Koordinator Supervisi Pencegahan Wilayah III KPK, Friesmount Wongso mengatakan Lembaga Antikoripsi saat ini berperan memberikan supervisi kepada BPRD DKI. KPK, katanya, akan membantu mengoptimalkan pendapatan daerah dari segi apapun termasuk pajak, termasuk di wilayah DKI Jakarta.

"Mendampingi kebetulan wilayah DKI dalam rangka peningkatan optimalisasi penerimaan daerah, ini kita men-trigger pemerintah daerah untuk meningkatkan pendapatan dari segi apapun termasuk pajak-pajak restoran, hotel termasuk pajak kendaraan bermotor," katanya.

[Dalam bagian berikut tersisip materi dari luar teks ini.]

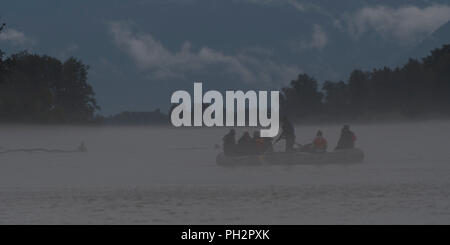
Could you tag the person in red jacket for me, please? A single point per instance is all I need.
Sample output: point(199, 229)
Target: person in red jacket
point(320, 144)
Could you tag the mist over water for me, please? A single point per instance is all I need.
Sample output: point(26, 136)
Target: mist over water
point(158, 175)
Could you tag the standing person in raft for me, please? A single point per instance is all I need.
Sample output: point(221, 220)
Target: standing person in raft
point(229, 143)
point(347, 139)
point(288, 134)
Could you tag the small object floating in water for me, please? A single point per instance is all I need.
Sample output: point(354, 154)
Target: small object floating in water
point(349, 156)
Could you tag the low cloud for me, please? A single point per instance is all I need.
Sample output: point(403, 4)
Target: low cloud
point(150, 55)
point(15, 37)
point(404, 24)
point(319, 40)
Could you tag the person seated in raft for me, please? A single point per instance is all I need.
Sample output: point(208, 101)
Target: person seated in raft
point(258, 143)
point(288, 134)
point(346, 140)
point(319, 144)
point(245, 144)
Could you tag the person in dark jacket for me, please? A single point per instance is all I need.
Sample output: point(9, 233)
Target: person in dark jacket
point(245, 144)
point(288, 133)
point(229, 143)
point(346, 140)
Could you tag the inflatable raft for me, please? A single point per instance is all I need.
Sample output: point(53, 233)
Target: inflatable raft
point(350, 156)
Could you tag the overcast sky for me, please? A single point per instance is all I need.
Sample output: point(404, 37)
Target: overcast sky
point(140, 51)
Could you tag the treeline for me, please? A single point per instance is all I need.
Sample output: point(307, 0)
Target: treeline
point(417, 89)
point(43, 89)
point(137, 118)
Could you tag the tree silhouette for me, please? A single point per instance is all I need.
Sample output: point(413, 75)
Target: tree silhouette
point(419, 88)
point(36, 88)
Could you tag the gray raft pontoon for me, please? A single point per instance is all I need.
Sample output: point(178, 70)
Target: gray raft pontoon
point(350, 156)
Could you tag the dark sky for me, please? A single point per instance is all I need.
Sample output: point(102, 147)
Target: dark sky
point(140, 51)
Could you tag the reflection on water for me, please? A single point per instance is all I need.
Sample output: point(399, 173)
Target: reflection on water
point(167, 175)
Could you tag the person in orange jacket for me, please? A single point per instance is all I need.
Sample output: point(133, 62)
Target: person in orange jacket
point(320, 144)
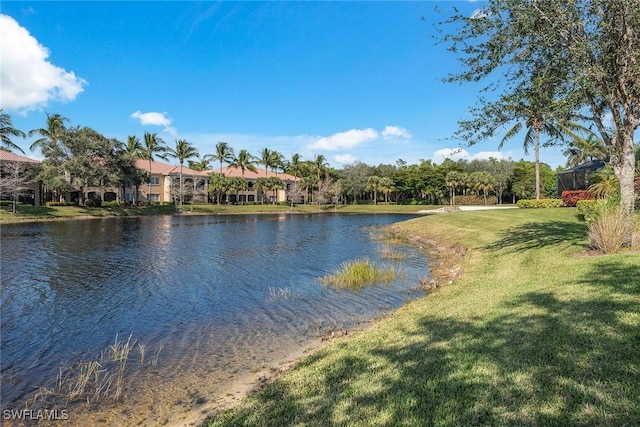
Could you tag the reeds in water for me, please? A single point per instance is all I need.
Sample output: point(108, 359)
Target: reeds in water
point(359, 273)
point(93, 380)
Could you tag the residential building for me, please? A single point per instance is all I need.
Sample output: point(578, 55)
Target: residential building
point(12, 170)
point(252, 194)
point(165, 183)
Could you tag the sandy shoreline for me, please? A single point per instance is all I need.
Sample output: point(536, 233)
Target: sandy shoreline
point(445, 265)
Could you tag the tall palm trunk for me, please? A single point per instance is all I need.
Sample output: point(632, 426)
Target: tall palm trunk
point(537, 127)
point(150, 179)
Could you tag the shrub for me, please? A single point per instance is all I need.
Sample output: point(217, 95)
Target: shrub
point(611, 231)
point(475, 200)
point(588, 210)
point(571, 197)
point(539, 203)
point(60, 204)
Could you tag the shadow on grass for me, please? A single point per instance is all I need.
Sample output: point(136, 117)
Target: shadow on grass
point(538, 235)
point(540, 360)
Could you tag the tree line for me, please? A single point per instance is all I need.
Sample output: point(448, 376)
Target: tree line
point(76, 158)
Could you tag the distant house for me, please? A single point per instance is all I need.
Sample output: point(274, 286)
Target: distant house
point(10, 164)
point(252, 194)
point(165, 182)
point(579, 177)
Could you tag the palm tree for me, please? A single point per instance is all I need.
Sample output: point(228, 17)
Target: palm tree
point(277, 161)
point(224, 154)
point(50, 135)
point(386, 185)
point(294, 165)
point(153, 145)
point(7, 131)
point(244, 161)
point(540, 112)
point(320, 164)
point(454, 179)
point(183, 151)
point(133, 149)
point(266, 159)
point(373, 184)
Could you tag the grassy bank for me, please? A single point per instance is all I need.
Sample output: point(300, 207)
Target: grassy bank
point(26, 213)
point(532, 332)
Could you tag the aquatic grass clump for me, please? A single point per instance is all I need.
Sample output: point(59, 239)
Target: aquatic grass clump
point(94, 379)
point(356, 274)
point(387, 252)
point(281, 293)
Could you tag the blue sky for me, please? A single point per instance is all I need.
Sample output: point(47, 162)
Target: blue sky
point(354, 81)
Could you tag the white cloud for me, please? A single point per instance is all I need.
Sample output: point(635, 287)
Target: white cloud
point(152, 118)
point(29, 81)
point(450, 153)
point(344, 159)
point(462, 154)
point(344, 140)
point(478, 14)
point(395, 132)
point(486, 155)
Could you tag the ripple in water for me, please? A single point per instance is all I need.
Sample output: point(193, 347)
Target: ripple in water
point(225, 297)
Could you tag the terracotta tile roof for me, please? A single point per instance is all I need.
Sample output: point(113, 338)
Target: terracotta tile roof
point(233, 172)
point(11, 157)
point(166, 169)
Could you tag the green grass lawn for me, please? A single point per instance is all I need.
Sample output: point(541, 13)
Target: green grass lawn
point(533, 332)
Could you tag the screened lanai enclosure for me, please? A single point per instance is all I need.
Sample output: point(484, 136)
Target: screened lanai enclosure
point(579, 177)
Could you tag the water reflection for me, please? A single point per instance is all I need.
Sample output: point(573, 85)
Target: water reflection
point(204, 286)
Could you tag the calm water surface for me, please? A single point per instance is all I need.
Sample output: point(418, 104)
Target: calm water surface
point(225, 295)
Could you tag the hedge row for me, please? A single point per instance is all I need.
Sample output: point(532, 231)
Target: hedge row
point(571, 197)
point(541, 203)
point(475, 200)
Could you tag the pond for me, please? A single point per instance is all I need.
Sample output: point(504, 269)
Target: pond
point(208, 300)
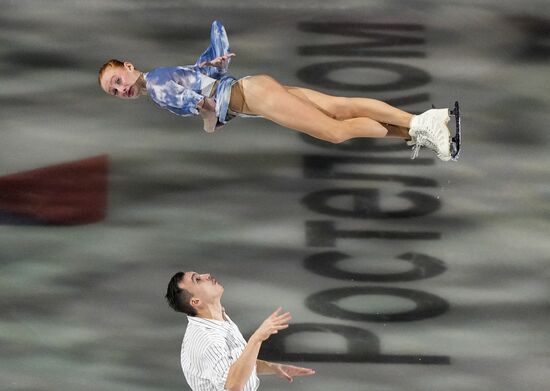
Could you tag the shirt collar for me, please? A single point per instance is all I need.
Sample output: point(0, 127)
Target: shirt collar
point(210, 323)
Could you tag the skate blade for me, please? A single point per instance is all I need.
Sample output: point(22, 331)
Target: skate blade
point(455, 141)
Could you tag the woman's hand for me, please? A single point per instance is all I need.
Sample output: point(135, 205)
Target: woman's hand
point(289, 372)
point(219, 62)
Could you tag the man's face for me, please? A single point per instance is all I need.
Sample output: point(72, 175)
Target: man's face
point(203, 287)
point(121, 81)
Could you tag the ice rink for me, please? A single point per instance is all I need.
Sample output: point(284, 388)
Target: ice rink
point(400, 274)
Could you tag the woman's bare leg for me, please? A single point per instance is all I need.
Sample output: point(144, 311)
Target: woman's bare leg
point(262, 95)
point(395, 120)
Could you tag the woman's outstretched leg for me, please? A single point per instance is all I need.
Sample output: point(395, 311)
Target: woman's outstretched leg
point(336, 119)
point(395, 120)
point(262, 95)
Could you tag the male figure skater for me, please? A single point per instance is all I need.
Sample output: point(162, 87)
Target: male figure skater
point(214, 354)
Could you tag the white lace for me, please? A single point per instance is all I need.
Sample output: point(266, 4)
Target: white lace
point(422, 140)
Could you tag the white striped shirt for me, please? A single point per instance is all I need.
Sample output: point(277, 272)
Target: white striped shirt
point(209, 348)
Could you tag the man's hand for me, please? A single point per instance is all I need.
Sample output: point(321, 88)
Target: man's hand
point(289, 372)
point(207, 109)
point(219, 62)
point(275, 322)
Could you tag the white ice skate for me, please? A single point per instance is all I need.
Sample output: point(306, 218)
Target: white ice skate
point(430, 130)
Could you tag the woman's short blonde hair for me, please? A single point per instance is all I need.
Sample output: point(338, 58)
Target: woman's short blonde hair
point(111, 63)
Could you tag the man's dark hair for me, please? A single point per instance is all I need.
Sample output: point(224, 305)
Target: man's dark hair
point(179, 298)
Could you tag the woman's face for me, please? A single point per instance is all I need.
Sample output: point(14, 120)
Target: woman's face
point(121, 82)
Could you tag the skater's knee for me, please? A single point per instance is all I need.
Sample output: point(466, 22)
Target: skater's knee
point(336, 137)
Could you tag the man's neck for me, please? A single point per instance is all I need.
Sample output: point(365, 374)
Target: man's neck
point(212, 311)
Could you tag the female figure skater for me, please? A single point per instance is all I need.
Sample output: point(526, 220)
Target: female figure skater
point(206, 89)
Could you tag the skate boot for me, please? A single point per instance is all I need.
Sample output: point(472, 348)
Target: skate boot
point(430, 130)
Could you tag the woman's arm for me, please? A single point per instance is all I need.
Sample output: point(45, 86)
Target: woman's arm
point(207, 110)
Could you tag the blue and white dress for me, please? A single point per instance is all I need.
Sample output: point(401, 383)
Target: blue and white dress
point(179, 89)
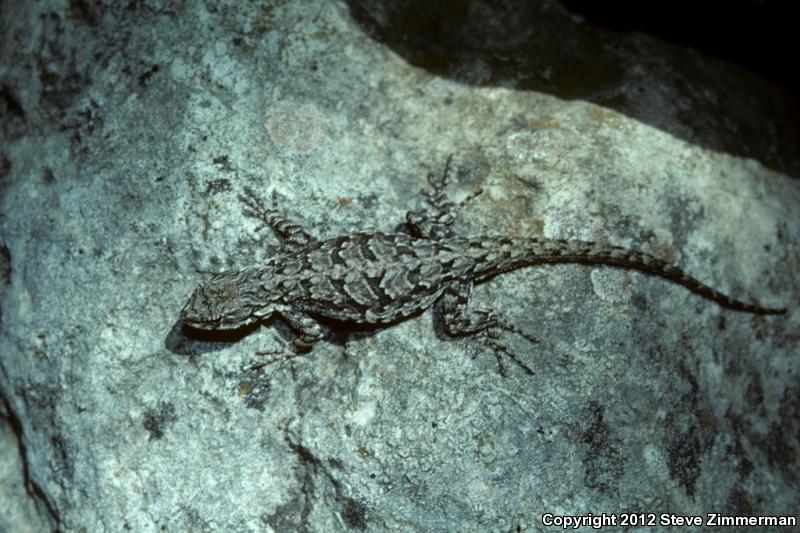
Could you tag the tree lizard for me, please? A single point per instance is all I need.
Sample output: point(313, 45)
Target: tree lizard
point(375, 278)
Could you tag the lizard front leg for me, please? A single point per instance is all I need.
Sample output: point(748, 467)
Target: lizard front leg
point(459, 321)
point(292, 235)
point(436, 222)
point(309, 332)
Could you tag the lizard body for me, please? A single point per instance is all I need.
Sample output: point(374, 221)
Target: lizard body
point(376, 278)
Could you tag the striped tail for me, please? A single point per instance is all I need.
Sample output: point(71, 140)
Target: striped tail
point(505, 254)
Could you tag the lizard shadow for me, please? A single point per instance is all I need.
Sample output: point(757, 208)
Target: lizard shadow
point(187, 341)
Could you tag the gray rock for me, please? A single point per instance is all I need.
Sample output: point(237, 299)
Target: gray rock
point(128, 132)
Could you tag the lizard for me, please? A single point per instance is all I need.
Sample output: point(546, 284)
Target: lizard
point(375, 279)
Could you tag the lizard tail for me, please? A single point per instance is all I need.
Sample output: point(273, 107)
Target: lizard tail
point(512, 253)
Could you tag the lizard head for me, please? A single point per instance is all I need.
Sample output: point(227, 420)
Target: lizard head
point(229, 300)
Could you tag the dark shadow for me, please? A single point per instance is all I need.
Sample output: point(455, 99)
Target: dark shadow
point(183, 340)
point(545, 46)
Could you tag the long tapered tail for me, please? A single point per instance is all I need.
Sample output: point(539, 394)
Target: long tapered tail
point(501, 254)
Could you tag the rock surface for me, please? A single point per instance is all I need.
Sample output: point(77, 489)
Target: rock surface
point(128, 131)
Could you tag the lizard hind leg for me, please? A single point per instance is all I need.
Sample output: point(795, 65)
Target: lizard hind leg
point(292, 235)
point(459, 321)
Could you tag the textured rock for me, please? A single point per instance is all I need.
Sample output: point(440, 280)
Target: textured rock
point(127, 133)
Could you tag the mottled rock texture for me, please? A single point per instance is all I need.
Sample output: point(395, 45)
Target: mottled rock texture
point(128, 130)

Friesmount menyatakan, selama ini tindak pidana korupsi hanya dipersepsikan penyimpangan terkait uang APBD atau uang negara yang keluar. Padahal, katanya, potensi korupsi juga terjadi dalam proses penerimaan negara, salah satunya pajak seperti pajak kendaraan.

"Ini kan sebenarnya potensinya sangat besar sekali DKI itu. Dan disitu kalau yang seharusnya masuk ke APBD kemudian enggak (masuk) itu juga bagian dari korupsi. Makanya hadirnya KPK dengan Korsupgah ini kita masuk dalam rangka memperbaiki atau membangun sistem pencegahan supaya nanti celah-celah orang melakukan korupsi itu di-eliminir begitu," katanya.